Two Years of GNU Guile Scheme 2.0
Two years ago Guile Scheme, the official extension language of the GNU project, released version 2.0, a major upgrade to the implementation. As part of the two year anniversary, the maintainers organized a challenge to hack a small project using Guile in 30 days as part of a birthday software potluck. The two coolest dishes appear to be OpenGL support using the FFI, and XCB bindings built using the XML specification for XCB: "guile-xcb is a language implemented in the Guile VM that parses the XML
files used by the xcb project to specify the X protocol and compiles
them into Guile modules containing all the methods and data needed to
send requests to the X server and receive replies/events back. If new X
extensions are added to the xcb library, guile-xcb can compile and add
them with no additional work.
"
See the release announcement for details on the other dishes.
Another cool thing about GNU guile is that the most recent version supports SRFI-105, "curly-infix-expressions", as developed by the Readable Lisp S-expressions Project. Curly-infix expressions let you write stuff like {a + b} instead of (+ a b), which is a big improvement in readability.
- David A. Wheeler (see my Secure Programming HOWTO)
I've wanted to get into Lisp, but it's frustrating that my everyday GNU environment is split between Guile and Emacs Lisp. I wish that the project, talked about for years, to rewrite Emacs and base it on Guile would take off. It would save Guile, in a sense, because in spite of Scheme's status as the official GNU extension language it tends to be overlooked, and Emacs would benefit greatly from the bindings already developed for Guile.
I love Scheme. I even wrote my own scheme interpreter way back and used it as the embedded control language in QuickLogic's P&R tools. However, only software geeks like Scheme, making it a terrible language for tool control for anything but software dev tools. TCL beat the heck out of Scheme in terms of popularity for this purpose. Python beat the heck out of Scheme as well. Perl got adopted by the text mashing crowd. Also, Guile, at least in the 1.0 version had issues. For example, it really wanted to have main in it's code, while your entire application was something it called. TCL has a better architecture for embedding. Anyway, this is nice, but I don't personally see a significant future for Scheme.
Celebrate failure, and then learn from it - Nolan Bushnell
Only in my happiest, wildest, wettest dreams.
Curly-infix-expressions (as well as sweet-expressions, which are a superset) are just additional abbreviations. In curly-infix, the surrounding "{...}" indicate that it's a list, but that parameters are written in a different order than they are actually stored. So {a + b + c} is just (+ a b c). We're now wrapping up sweet-expression notation, which is a superset that uses syntactically-relevant indentation (like Python). Check out http://readable.sourceforge.net/ for more info, and in particular, please join the mailing list!!
- David A. Wheeler (see my Secure Programming HOWTO)
Once you get used to it, Scheme (or any other modern Lisp) is a very easy language to write clean, effective code in.

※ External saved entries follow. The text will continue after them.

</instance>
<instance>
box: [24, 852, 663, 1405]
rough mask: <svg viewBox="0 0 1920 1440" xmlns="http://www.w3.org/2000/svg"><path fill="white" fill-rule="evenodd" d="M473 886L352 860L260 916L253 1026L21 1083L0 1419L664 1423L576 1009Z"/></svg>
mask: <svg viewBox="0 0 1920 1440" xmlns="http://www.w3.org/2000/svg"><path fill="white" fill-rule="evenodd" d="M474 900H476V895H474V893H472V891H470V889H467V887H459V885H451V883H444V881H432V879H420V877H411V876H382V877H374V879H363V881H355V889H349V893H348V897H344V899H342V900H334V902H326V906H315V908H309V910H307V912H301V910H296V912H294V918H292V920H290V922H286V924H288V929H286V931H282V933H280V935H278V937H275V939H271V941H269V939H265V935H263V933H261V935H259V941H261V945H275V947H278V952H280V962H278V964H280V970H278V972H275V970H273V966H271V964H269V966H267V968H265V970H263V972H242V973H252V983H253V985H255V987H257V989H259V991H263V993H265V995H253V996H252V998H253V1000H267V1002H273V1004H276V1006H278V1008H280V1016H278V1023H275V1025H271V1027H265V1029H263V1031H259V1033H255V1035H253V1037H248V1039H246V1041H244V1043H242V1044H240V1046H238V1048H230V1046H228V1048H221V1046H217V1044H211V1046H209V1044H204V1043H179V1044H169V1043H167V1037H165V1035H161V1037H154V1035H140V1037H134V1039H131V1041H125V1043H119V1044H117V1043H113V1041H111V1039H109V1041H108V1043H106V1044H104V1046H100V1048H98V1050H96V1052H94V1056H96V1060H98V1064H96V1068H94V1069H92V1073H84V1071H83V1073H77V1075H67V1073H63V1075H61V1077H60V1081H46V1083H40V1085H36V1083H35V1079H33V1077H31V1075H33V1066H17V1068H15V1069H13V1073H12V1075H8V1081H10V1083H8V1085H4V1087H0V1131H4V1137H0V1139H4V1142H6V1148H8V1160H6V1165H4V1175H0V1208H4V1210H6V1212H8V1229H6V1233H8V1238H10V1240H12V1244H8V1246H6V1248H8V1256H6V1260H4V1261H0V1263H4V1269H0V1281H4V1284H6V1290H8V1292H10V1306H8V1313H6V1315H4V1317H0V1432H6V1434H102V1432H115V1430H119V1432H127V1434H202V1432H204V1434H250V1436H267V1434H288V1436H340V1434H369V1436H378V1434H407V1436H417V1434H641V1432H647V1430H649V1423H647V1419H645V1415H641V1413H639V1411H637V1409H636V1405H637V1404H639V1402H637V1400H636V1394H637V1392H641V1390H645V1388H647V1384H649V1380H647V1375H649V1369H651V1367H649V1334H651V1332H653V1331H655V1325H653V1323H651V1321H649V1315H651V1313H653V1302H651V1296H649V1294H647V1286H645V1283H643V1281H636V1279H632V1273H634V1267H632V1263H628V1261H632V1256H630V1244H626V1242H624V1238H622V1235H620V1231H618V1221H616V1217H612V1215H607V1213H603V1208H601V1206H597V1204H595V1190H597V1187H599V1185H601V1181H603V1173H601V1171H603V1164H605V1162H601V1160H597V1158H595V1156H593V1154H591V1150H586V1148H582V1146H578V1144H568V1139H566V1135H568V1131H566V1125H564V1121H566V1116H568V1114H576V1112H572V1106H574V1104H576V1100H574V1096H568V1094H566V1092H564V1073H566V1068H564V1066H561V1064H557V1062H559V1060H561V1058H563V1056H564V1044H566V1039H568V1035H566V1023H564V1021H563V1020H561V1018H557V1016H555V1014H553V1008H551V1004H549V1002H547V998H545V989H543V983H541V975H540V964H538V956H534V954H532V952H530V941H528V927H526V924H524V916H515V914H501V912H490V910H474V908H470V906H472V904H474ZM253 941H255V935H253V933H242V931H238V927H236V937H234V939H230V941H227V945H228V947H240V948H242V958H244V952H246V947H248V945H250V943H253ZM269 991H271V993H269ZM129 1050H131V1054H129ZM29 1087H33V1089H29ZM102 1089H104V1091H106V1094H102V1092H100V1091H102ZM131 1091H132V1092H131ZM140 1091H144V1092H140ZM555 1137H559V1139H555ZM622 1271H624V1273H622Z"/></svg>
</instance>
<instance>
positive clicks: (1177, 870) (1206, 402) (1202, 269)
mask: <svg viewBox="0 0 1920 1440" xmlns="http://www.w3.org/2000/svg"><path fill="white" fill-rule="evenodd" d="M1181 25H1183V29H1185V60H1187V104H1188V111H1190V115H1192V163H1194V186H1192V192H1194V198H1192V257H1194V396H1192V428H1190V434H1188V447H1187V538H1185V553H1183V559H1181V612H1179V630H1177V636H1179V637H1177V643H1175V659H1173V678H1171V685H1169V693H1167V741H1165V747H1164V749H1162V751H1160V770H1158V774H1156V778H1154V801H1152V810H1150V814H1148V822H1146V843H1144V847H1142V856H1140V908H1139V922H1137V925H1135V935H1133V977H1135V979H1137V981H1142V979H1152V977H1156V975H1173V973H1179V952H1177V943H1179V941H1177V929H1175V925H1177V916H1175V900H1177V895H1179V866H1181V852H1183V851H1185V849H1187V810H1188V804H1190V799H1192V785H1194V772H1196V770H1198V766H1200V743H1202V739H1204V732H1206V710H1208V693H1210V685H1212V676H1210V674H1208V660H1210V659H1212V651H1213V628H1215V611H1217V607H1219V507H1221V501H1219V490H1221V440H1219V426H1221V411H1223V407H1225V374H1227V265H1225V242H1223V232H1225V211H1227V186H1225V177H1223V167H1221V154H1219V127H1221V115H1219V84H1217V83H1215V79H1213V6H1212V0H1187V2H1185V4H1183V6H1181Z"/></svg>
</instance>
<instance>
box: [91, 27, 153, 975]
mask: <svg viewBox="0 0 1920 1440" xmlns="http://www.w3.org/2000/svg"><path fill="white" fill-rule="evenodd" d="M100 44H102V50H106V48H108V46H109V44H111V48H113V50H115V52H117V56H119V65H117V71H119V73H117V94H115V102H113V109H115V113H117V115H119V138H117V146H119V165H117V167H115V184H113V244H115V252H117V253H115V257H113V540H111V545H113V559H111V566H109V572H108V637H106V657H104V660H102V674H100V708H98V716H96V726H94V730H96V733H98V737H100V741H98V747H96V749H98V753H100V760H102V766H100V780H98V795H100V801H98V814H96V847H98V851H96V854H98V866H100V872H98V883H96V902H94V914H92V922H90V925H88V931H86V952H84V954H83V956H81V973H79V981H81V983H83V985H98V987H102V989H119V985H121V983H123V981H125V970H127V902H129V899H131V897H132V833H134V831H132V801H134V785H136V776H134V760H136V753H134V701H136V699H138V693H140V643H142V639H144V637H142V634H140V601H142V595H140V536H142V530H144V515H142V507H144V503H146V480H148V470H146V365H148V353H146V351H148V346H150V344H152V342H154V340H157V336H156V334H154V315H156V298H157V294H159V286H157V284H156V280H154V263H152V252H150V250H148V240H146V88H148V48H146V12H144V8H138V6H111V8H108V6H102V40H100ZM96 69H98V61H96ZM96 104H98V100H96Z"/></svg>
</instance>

Scheme is great but the problem is I'm a crap programmer. So a language that helps with the code I write is not as important as a language that helps because of all the code that I DON'T have to write.
Basically I prefer to pick a language where there are already tons of existing good libraries/modules/code I can _easily_ use to do what I want. Stuff written by better programmers than me. That way the effective quality of my program goes up - since much of the functionality/code is actually written by someone else.
The other great thing is I don't normally have to support, document and fix that 3rd party code that I didn't write. ;)
Languages like scheme are great if most of the stuff you need to get done is stuff that is unlike anything else someone else has written. But for most of us that's not true.
There's no problem. You can use spaces or tabs, but you HAVE to be consistent when you use one or the other. So if you indent a line with a tab, all sibling and child lines MUST start with a tab... multiple spaces don't count. You can even mix, but you still have to be consistent, so if you use tab space space, all later siblings and child lines must start with tab space space.